Similary, the prime number theorem in the form $\sum_{y \leq x}\mu(y) = o(x)$ implies the inverse zeta function is $ \int_{1}^{\infty} s o (x^{-s} ) dx = o ( |s|/ (\operatorname{Re} s -1))$ where the $o$ goes to $0$ as $\operatorname{Re}(s)$ goes to $1$. This is because $ \int_{1}^{\infty} s x^{-s} dx = s / (s-1)$ and as $\operatorname{Re} s$ goes to $1$, most of the mass is supported on large values of $x$ where $o(x)$ is much smaller than $x$. I'm not sure if this necessary condition for PNT is also sufficient or if more is needed.

For questions 4, 5, 6, and 7, the game is going to be to work with the dlog of the zeta function

$$ \sum_i \frac{ d \log (1- x_i^{-s})^{-1} }{ds} = \sum_i \sum_{j=1}^{\infty} x_i^{-js} \log x_i = \sum_{j=1}^{\infty} \int_1^{\infty} \left( \sum_{x_i \leq x^{1/j}} \log x_i \right) s x^{-s-1} dx $$

and plug in estimates for the sum to evaluate the integral.

For question (4), the sum $ \sum_{y \leq x^{1/j}} \log x_i $ will of course be close to half the number of primes up to $x^{1/j}$, with square-root error. The square-root error will integrate to a holomorphic function in the $\operatorname{Re }s >1/2$ region, so the Beurling zeta function will be equal to the square root of the usual zeta function up to a nonvanishing holomorphic factor. In particular, its inverse will not be holomorphic, as it has nontrivial monodromy around $s=1$. If we instead take two copies of $p_i$ with probability $1/2$ and no copies with probability zero, then the Riemann hypothesis for the modified zeta function follows from Riemann for the original zeta function.

For question (5) and (7), I think something similar happens. We have a precise asymptotic for the number of Beurling primes up to $x$, with small error term, but the main term looks different from the main term in the prime number theorem, and so we won't get a Riemann hypothesis the way you've formulated it.

For example, for question (7), if we take $x_n$ to be a small perturbation of $n$, then the log of the inverse zeta function is close to $\sum_n \log (1- n^{-s}) = -\sum_n \sum_{j=1}^{\infty} n^{-js} / j = -\sum_{j=1}^{\infty} \zeta(js) / j$. For $s$ near $1$, the dominant term is $-\zeta(s)$, which is close to $-1/(s-1)$, so the inverse zeta function itself is equal to $e^{-1/(s-1)}$ up to a nonvanishing holomorphic factor. When the real part of $s$ is positive, the real part of $-1/(s-1)$ is always negative, so the growth rate of this function is not so large and I'm not sure whether (1) holds, but as there is an essential singularity at (2),

However, it's possible to give a sequence with a non-arithmetic definition that unconditionally satisfies the Riemann hypothesis.

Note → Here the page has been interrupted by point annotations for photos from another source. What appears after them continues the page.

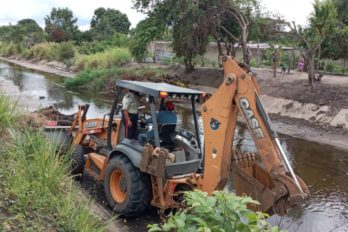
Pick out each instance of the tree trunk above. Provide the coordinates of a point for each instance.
(292, 59)
(311, 67)
(189, 67)
(220, 53)
(319, 56)
(244, 46)
(258, 55)
(344, 64)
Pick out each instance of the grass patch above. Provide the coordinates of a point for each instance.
(36, 191)
(45, 51)
(107, 59)
(103, 79)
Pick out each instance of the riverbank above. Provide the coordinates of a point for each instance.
(319, 114)
(53, 67)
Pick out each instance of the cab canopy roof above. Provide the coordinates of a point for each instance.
(154, 89)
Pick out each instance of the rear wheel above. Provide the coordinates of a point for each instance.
(78, 161)
(127, 190)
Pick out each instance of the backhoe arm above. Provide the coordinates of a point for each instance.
(271, 181)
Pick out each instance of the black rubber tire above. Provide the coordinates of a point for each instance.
(138, 187)
(78, 161)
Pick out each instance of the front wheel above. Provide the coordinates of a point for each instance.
(127, 190)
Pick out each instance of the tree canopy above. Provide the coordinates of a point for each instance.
(61, 25)
(106, 22)
(26, 31)
(193, 22)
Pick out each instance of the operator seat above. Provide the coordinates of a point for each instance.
(167, 134)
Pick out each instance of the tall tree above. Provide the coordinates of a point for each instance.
(193, 21)
(323, 21)
(106, 22)
(61, 25)
(31, 32)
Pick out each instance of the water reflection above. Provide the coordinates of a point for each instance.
(49, 89)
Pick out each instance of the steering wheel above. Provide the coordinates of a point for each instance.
(143, 116)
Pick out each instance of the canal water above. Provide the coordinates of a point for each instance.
(323, 168)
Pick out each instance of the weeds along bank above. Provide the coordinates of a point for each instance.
(36, 192)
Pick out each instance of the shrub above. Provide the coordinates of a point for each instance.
(221, 212)
(117, 40)
(65, 51)
(107, 59)
(37, 181)
(85, 78)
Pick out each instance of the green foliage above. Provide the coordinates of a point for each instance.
(146, 31)
(61, 25)
(50, 51)
(106, 22)
(65, 51)
(26, 31)
(192, 24)
(37, 181)
(106, 59)
(99, 79)
(117, 40)
(221, 212)
(8, 113)
(87, 77)
(10, 49)
(342, 11)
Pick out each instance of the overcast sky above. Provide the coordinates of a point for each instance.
(13, 10)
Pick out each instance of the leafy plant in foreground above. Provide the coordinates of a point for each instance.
(221, 212)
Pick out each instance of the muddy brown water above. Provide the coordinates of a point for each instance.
(323, 168)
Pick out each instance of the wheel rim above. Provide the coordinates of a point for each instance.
(118, 187)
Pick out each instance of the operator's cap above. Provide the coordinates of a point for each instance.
(170, 106)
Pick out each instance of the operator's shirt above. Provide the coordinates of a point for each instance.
(130, 103)
(163, 117)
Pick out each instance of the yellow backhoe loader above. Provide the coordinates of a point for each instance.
(137, 176)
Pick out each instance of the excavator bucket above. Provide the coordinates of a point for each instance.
(275, 192)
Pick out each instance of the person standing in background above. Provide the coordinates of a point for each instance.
(300, 66)
(130, 104)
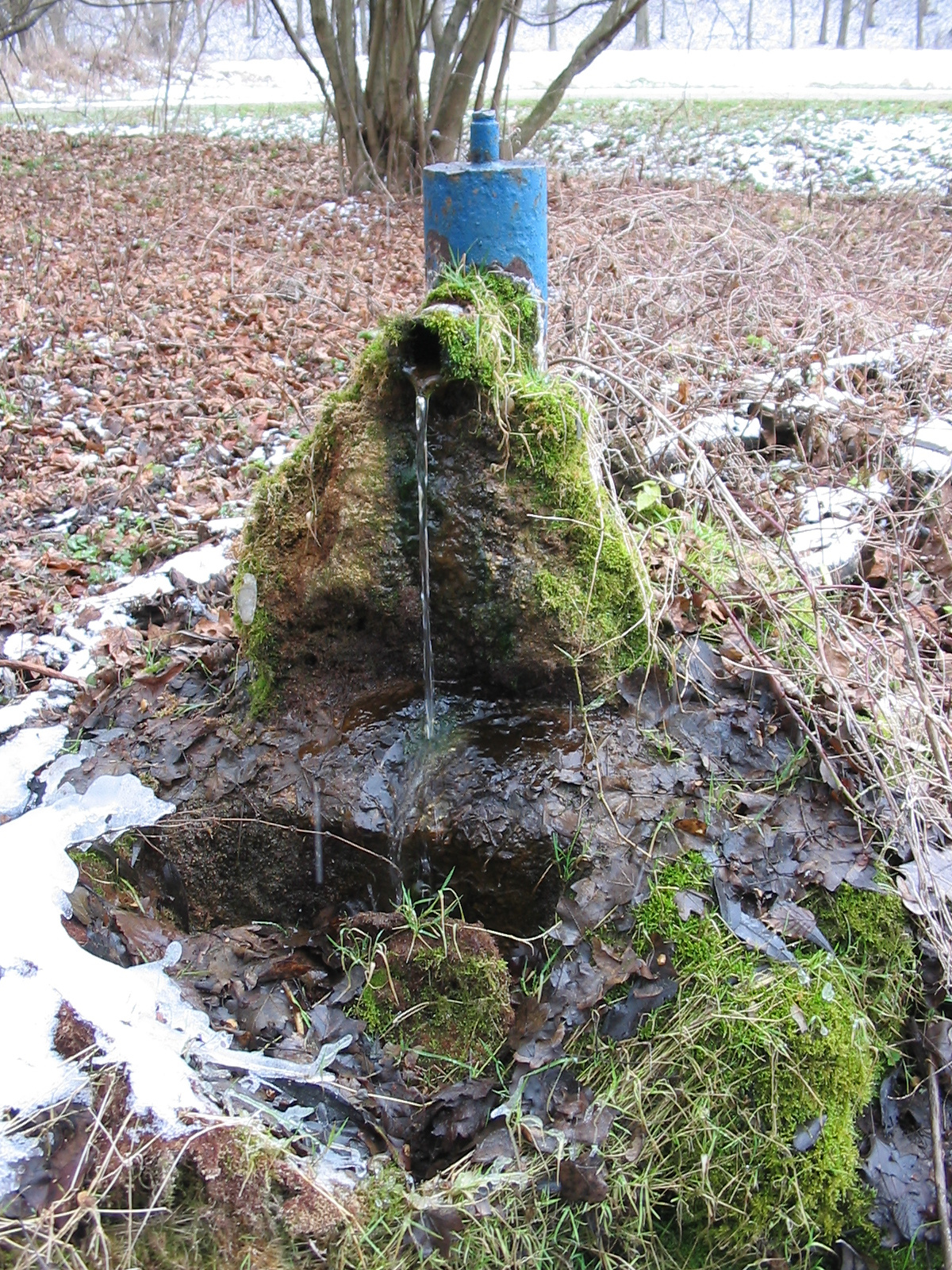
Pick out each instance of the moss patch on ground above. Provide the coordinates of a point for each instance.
(748, 1056)
(440, 992)
(701, 1164)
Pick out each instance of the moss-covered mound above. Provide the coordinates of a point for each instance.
(531, 569)
(735, 1137)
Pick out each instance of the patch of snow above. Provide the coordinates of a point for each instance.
(841, 502)
(201, 564)
(831, 548)
(31, 749)
(17, 645)
(927, 448)
(63, 765)
(711, 429)
(228, 525)
(19, 711)
(139, 1015)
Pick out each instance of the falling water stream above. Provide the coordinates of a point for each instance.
(424, 385)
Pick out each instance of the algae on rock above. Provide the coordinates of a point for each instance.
(532, 572)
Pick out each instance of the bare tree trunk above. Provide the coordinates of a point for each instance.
(865, 23)
(57, 25)
(643, 36)
(450, 117)
(486, 63)
(843, 23)
(613, 21)
(507, 54)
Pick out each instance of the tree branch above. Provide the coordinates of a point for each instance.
(613, 21)
(304, 55)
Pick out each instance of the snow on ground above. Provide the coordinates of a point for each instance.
(825, 148)
(137, 1014)
(654, 74)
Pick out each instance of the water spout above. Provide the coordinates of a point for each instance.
(423, 387)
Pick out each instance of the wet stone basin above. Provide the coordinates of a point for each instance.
(484, 802)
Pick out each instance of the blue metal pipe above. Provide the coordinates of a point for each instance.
(490, 211)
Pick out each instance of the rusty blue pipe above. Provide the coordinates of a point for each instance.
(490, 211)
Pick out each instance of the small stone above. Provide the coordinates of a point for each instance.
(247, 598)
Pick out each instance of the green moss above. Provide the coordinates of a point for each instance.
(725, 1076)
(598, 595)
(869, 930)
(287, 507)
(447, 1000)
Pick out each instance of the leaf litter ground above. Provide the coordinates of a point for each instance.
(177, 309)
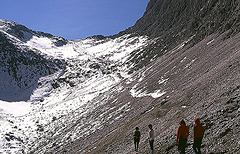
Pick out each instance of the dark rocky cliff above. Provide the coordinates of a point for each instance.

If we define $x_n$ inductively by $x_1 =2$, $x_{n+1} = x_n + \log x_n$ for $n>1$, then $\sum_{i=1}^n \log x_i = x_{n+1} - 2$ so $\sum_{x_i \leq x} \log x_i = x + O (\log x)$ which means the logarithmic derivative of the zeta function is close to $s/(1-s)$. Exponentiating, the inverse zeta function is going to be $(s-1)$ times something holomorphic on $ \operatorname {Re} s>1/2$, which by a contour integral should give the Riemann hypothesis.

If we take half the primes at random, the zeta function we get will be, up to a nonvanishing holomorphic factor, the square root of the usual zeta function. So zeta inverse will, near $s=1$, look like $(s-1)^{1/2}$. This has a singularity at $s=1$, but a very mild one - in particular the function grows slower than $1/(s-1)$. I suspect when you do the contour integral to estimate the Mobius sum here, you get the prime number theorem, i.e. it satisfies (1).